Running one of the largest websites on the internet with about 5 million unique sites hosted exposes you to all sorts of issues.  There are constant events to deal with, some internal, some external.  This morning, one of the more common external events, a Distributed Denial of Service Attack occurred.  We experience these types of attacks rather frequently, but most are easily mitigated and have no user impact.  One this morning, however, was rather large and thus impacted some users.

Here is a timeline and description of this morning’s events:

9:40 AM EST — Our internal monitoring systems alerted us to unusual activity in one of the four geographically diverse datacenters which serve WordPress.com traffic.  Here is what that anomaly looks like in graphical terms:

10:00 AM EST — The target of the attack was identified and removed from our network.  The attack, however continued.  This is because the attacker had hijacked tens of thousands of computers (probably by installing a virus which was spread via email) and these computers had no idea the site was no longer there.  A small log sample shows over 8 million requests for this one site from over 10,000 unique IP addresses.

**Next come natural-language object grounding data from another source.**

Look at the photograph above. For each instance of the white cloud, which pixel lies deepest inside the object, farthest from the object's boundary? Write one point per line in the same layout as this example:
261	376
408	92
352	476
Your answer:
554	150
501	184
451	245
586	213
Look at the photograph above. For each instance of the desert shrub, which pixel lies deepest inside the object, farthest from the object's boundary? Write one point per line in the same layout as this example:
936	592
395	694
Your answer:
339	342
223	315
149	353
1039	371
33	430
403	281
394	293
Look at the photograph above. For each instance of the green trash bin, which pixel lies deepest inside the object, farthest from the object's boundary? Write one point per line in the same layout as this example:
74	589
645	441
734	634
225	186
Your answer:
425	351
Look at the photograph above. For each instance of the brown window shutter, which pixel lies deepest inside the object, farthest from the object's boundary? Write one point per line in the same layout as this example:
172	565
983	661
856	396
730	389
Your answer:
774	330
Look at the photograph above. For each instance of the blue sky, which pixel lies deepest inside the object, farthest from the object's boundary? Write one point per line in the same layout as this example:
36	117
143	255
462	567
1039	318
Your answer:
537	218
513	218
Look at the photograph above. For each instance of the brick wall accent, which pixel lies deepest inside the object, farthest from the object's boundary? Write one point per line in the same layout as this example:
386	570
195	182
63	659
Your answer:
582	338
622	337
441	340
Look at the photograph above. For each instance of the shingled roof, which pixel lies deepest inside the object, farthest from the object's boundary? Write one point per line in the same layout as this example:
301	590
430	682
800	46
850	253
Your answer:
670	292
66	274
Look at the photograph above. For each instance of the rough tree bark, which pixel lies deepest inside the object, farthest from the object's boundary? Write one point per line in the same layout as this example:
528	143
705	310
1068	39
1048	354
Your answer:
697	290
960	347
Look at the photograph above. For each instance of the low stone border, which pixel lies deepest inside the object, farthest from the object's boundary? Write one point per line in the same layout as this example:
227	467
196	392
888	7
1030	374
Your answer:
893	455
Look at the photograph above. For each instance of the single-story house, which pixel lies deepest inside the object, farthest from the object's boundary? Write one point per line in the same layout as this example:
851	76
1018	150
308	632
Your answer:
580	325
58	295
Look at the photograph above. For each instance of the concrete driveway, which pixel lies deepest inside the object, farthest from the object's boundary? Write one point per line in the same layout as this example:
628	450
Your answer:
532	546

10:20 AM EST — Since we have servers in multiple data centers throughout the United States which serve traffic for WordPress.com all the time, we were able to route all legitimate traffic out of the affected data center, and let the single affected data center deal with the attack.   

11:30 AM EST — The IPs targeted in the attack were null routed at this point which allowed us to bring all datacenters back online to serve normal traffic.

We keep hourly traffic metrics and based on those numbers, it looks like during the attack there was about a 5% decrease in overall pageviews during the 40 minutes before traffic was re-routed.  All things considered, not a bad outcome for an attack this size.  Looking at bandwidth graphs, this attack was in the 500Mbit – 750Mbit/sec range.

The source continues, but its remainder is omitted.